I glanced in Dumbledore’s direction, wondering what he would think about this. However, the old man stayed quiet, content to watch us.
“I don’t know, sir.” I said, shifting in my seat. “It’s not that my Transfigurations are unsuccessful or even bad, it’s…”
“Go on, lad.” Flitwick said, urging me to keep going when it seemed I wouldn’t answer.
“I’m not sure how to explain this, really.” I said as I collected my thoughts. “I’m scared that, when I’m casting a spell of Transfiguration, that I’m… hm… have you ever heard of something called the ‘atom bomb’?”
Flitwick’s blank look told me all I needed to know.
“A weapon, I take it?” Flitwick said, sending Dumbledore a curious look. “I doubt the term ‘bomb’ could be applied in any favorable way.”
“Just so, Professor Flitwick.” Dumbledore explained, his face shifting to a look of grave understanding for a short time, before he schooled it back into a pleasant visage. “The weapon of which young Clarke speaks is one of great destruction— created by the muggles in the forties, and used to great effect.”
As the ancient man spoke, I was reminded of the old interview with Oppenheimer about the atomic bomb.
‘Now I am become death, the destroyer of worlds.’ The man had quoted the line from ancient Hindu scripture, but it had always stuck with me.

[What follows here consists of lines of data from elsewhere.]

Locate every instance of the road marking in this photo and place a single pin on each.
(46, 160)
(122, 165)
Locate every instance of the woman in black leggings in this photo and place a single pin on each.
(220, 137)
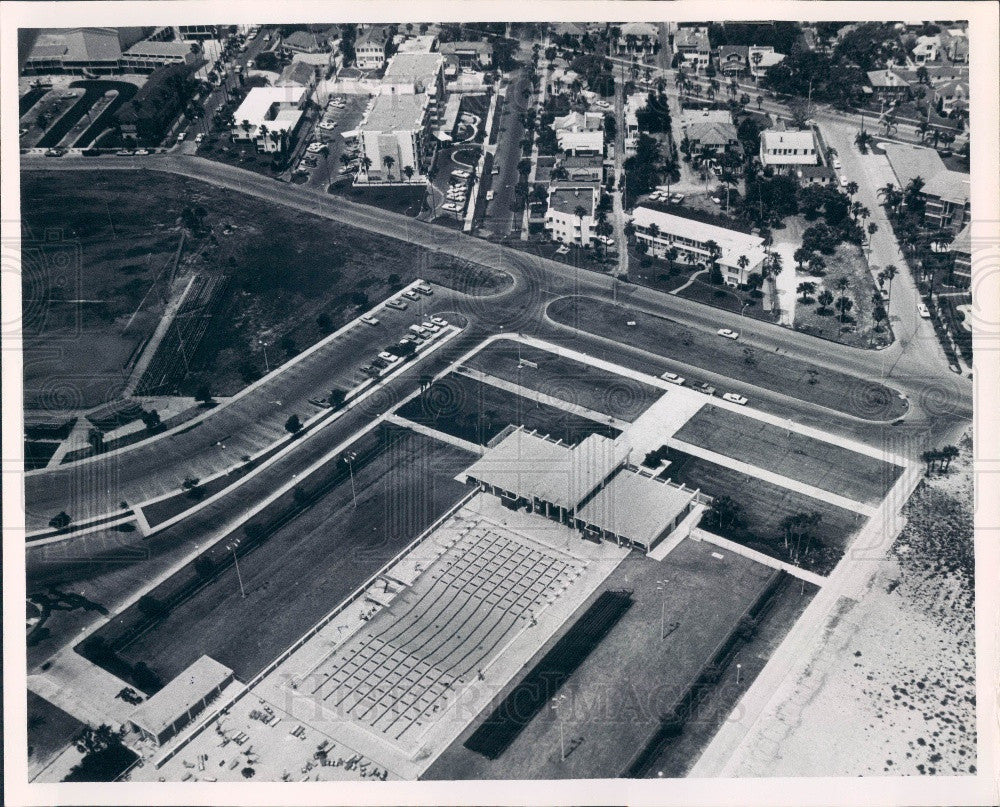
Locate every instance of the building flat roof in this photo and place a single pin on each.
(635, 505)
(530, 465)
(256, 107)
(407, 67)
(183, 692)
(909, 161)
(772, 139)
(395, 112)
(566, 197)
(951, 186)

Now more than ever. I thought. My connection with the Void is inextricable. Am I also a destroyer?
“I’m afraid I don’t understand, Albus.” Flitwick said, scratching his chin in confusion.
“It is not common knowledge to wizards.” Dumbledore said, his eyes resting on me for a moment. “But muggle science has made incredible strides over the past century— I’m afraid I cannot do the explanation justice in the span of a short conversation. My apologies, Filius. I can, of course, recommend a few books which cover the topic quite well.”
“Please.” Filius nodded with a smile.
“But, to bring us back to the matter at hand, I understand young Clarke’s concerns.” Professor Dumbledore said, smiling at me. “There is nothing to worry about, lad.”
At my dubious look, he decided to elaborate. “I will not go into great detail, but… suffice it to say, Transfiguration spells move in such a way that the… atoms, as the muggles put it, remain undisturbed and quite stable— again, this is a simplified explanation.”
“I— All right, Professor.” I said, half tempted to ask if he was absolutely sure I wasn’t going to glass the school and the grounds when I tried to turn a matchstick into a needle.
They’re giving me way too much leeway, already. I thought. No need to push it. Plus, if anyone would know about this topic, it would be Albus ‘I just learned some Alchemy on the side’ Dumbledore.
“Very good.” Dumbledore said with a nod. “With that said, might we circle back to the subject of this meeting?”
“Of course, Albus.” Professor Flitwick said, straightening up. “I wish to… accelerate Mr. Clarke’s education.”
I sucked in a sharp breath. I’d correctly guessed that my Head of House was going to say that, but it still managed to evoke a sense of surprise within me.
“Accelerate?” Dumbledore said, leaning forward on his elbows and steepling his fingers together. “That is a most serious request.”
I turned my attention to Professor Flitwick.
“Yes, and I would not make it if I was not absolutely sure that it would be for the lad’s good.” Flitwick said, his voice full of confidence. “In fact, I have just had a short conversation with Professor Quirrell.”
Flitwick turned to me with an expectant look. “Would you care to demonstrate the Verdimillious Charm for us, Mr. Clarke?”
I leaned back in my seat, not having expected such a request.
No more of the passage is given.